Interdisciplinary collaboration and future research

This study is a notable example of how interdisciplinary collaboration can lead to significant advancements in the understanding of complex diseases. By combining approaches from biochemistry, cell biology, biophysics, and neuroscience, the team at IRB Barcelona has managed to unravel a mechanism that could have profound implications for idiopathic autism.

"It’s an achievement that reflects the strength of working in an environment that fosters interaction between different disciplines," concludes Dr. Salvatella. "We’ll continue to explore this mechanism and its implications, in the hope that we can eventually turn these findings into benefits for individuals affected by autism.”

The study represents an important step in understanding the molecular mechanisms underlying idiopathic autism and highlights the significance of short genetic sequences in the regulation of critical cellular functions.

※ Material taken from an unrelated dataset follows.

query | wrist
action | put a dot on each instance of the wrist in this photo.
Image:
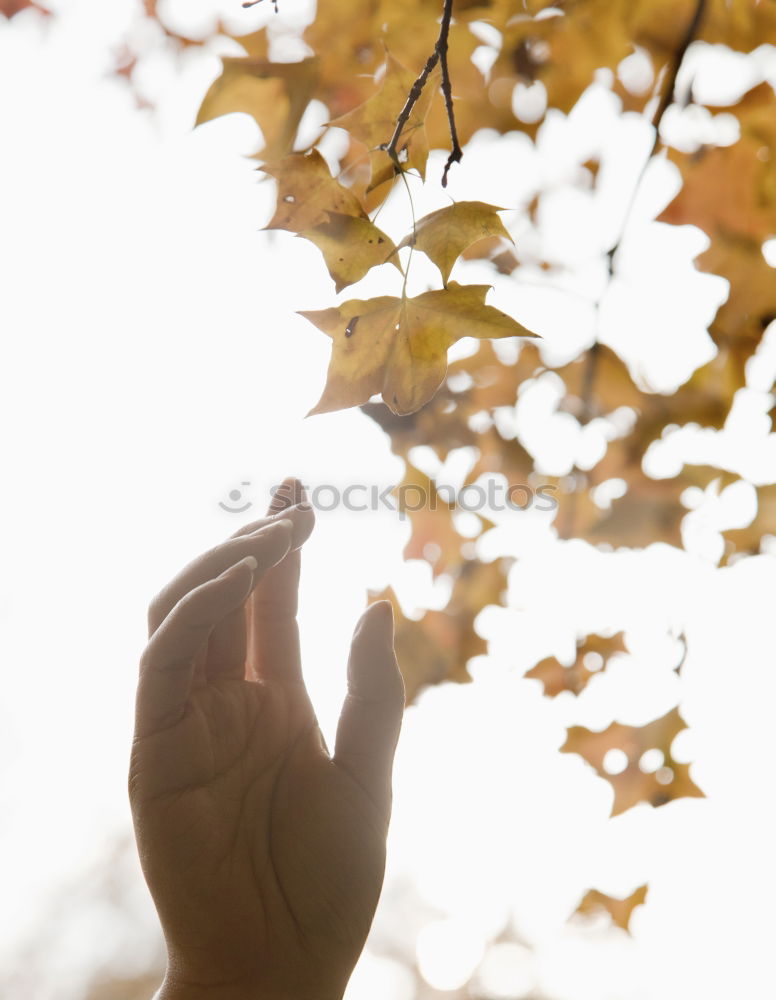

While much remains to be investigated, the findings offer a new direction for the development of therapies that could improve the quality of life for many individuals and families affected by autism.

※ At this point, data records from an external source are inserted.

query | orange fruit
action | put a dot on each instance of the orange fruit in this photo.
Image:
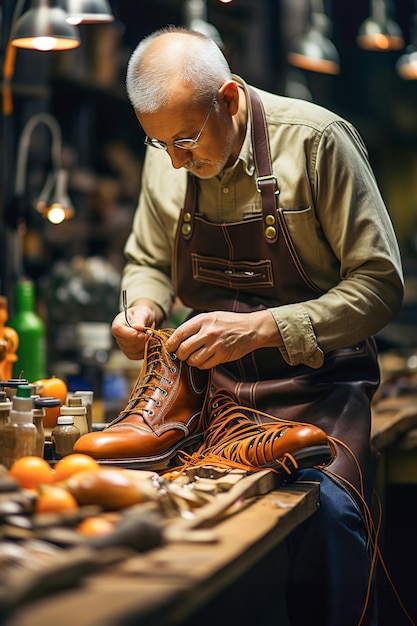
(52, 387)
(55, 499)
(73, 463)
(31, 471)
(95, 525)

This work has been made possible through the collaboration of several prestigious institutions and scientists. Among them, special mention is given to Dr. José Lucas, from the Centro de Biología Molecular Severo Ochoa (CBM Severo Ochoa) of CSIC/UAM in Madrid, and Dr. Ruben Hervás, from the Li Ka Shing Faculty of Medicine at the University of Hong Kong. In addition, the research involved groups at the Linderstrøm-Lang Centre for Protein Science of the University of Copenhagen and IBEC. The Centro de Investigación Biomédica en Red del Área de Enfermedades Neurodegenerativas (CIBERNED) of the Instituto de Salud Carlos III, Madrid, University College London, and the University of Barcelona also participated in the work.

This project has been funded mainly by the State Research Agency (AEI) and the European Research Council (ERC).